Thomas Melle: Ohne das gäbe es mich gar nicht mehr.
Wie und wo arbeiten Sie am liebsten?
Thomas Melle: Ich habe früher mit Musik geschrieben, jetzt nicht mehr. Ruhe, absolute Ruhe. Drogen: Zigaretten und Kaffee.
Wer bekommt Ihre fertigen Romane bzw. Stücke als Erstes zu lesen?
Thomas Melle: Das wechselt mit den Jahren und Lebenspartnern, logischerweise. Wenn ich eine Freundin habe zu dem Zeitpunkt, dann die. Dieses Buch habe ich, sonst machte ich das eher nicht, einigen weiteren Freunden zum Lesen gegeben und mir ihre Reaktionen genau angehört. Ansonsten kontinuierlich: mein Agent, mein Verleger, mein Lektor.
Sie schreiben auch Theaterstücke und sehen Ihre Figuren bei der Aufführung lebendig werden. Was für ein Gefühl ist das und was für eines haben Sie beim Erscheinen eines neuen Romans?

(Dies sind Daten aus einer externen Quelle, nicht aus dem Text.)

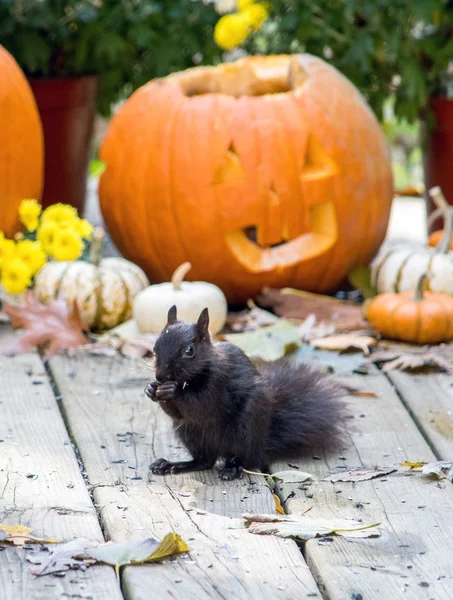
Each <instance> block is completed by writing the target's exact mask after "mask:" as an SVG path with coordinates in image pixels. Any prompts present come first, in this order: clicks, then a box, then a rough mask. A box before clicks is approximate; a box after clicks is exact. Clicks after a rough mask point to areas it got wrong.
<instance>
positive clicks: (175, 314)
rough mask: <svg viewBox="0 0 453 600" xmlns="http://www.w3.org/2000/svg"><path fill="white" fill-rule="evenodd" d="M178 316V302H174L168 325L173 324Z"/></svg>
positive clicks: (168, 320)
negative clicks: (176, 306) (177, 308)
mask: <svg viewBox="0 0 453 600" xmlns="http://www.w3.org/2000/svg"><path fill="white" fill-rule="evenodd" d="M177 318H178V316H177V313H176V304H173V306H172V307H171V308H170V310H169V311H168V315H167V325H173V323H175V322H176V320H177Z"/></svg>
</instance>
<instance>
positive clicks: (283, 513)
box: [272, 492, 285, 515]
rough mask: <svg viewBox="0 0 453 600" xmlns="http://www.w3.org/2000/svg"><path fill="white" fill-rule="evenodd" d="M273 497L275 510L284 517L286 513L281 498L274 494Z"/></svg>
mask: <svg viewBox="0 0 453 600" xmlns="http://www.w3.org/2000/svg"><path fill="white" fill-rule="evenodd" d="M272 495H273V496H274V500H275V510H276V511H277V512H278V513H279V514H281V515H284V514H285V511H284V510H283V507H282V503H281V502H280V498H279V497H278V496H277V494H274V492H272Z"/></svg>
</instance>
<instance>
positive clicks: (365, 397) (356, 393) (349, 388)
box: [342, 384, 379, 398]
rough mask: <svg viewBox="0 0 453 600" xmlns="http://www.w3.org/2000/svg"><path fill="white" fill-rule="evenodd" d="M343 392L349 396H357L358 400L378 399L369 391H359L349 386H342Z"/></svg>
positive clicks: (353, 387)
mask: <svg viewBox="0 0 453 600" xmlns="http://www.w3.org/2000/svg"><path fill="white" fill-rule="evenodd" d="M342 387H343V389H344V391H345V392H346V393H347V394H349V395H350V396H358V397H359V398H379V394H376V392H371V391H369V390H359V389H357V388H354V387H352V386H349V385H345V384H343V385H342Z"/></svg>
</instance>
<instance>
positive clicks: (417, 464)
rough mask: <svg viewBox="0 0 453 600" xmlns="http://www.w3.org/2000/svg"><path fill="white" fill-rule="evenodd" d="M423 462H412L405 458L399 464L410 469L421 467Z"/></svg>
mask: <svg viewBox="0 0 453 600" xmlns="http://www.w3.org/2000/svg"><path fill="white" fill-rule="evenodd" d="M424 464H425V463H424V462H420V461H418V462H412V461H410V460H406V461H404V462H403V463H401V466H402V467H410V469H411V471H412V470H413V469H421V468H422V467H423V465H424Z"/></svg>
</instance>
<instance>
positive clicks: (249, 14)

Thomas Melle: Das Erscheinen eines Romans zieht sich länger hin. Gleichzeitig hat es etwas Existenzielleres, Tektonischeres. Es ist großartig, ein Theaterstück auf der Bühne zu sehen, wenn die Schauspieler sich den Rollen anverwandeln, die Szenen zum Leben erwachen. Der Moment ist gegenwärtiger als alles andere, aber auch völlig vergänglich. Ein Roman verschiebt die innere Landschaft radikal. Unddas über eine längere Zeit.
2011 standen Sie mit "Sickster" auf der Longlist zum Deutschen Buchpreis, nun haben Sie es mit "3000 Euro" auf die Shortlist geschafft. Was bedeutet es Ihnen?
Thomas Melle: Ich freue mich sehr.
Und wie immer zum Schluss die Frage: Woran arbeiten Sie aktuell?
Thomas Melle: An einem neuen Roman, jedenfalls saß ich bis vor Kurzem dran. Er wird wieder sehr gegenwartsnah operieren - diesmal jedoch auch mit Vergangenheitsbewältigung zu tun haben. Und, um Gottes willen, mit Gott.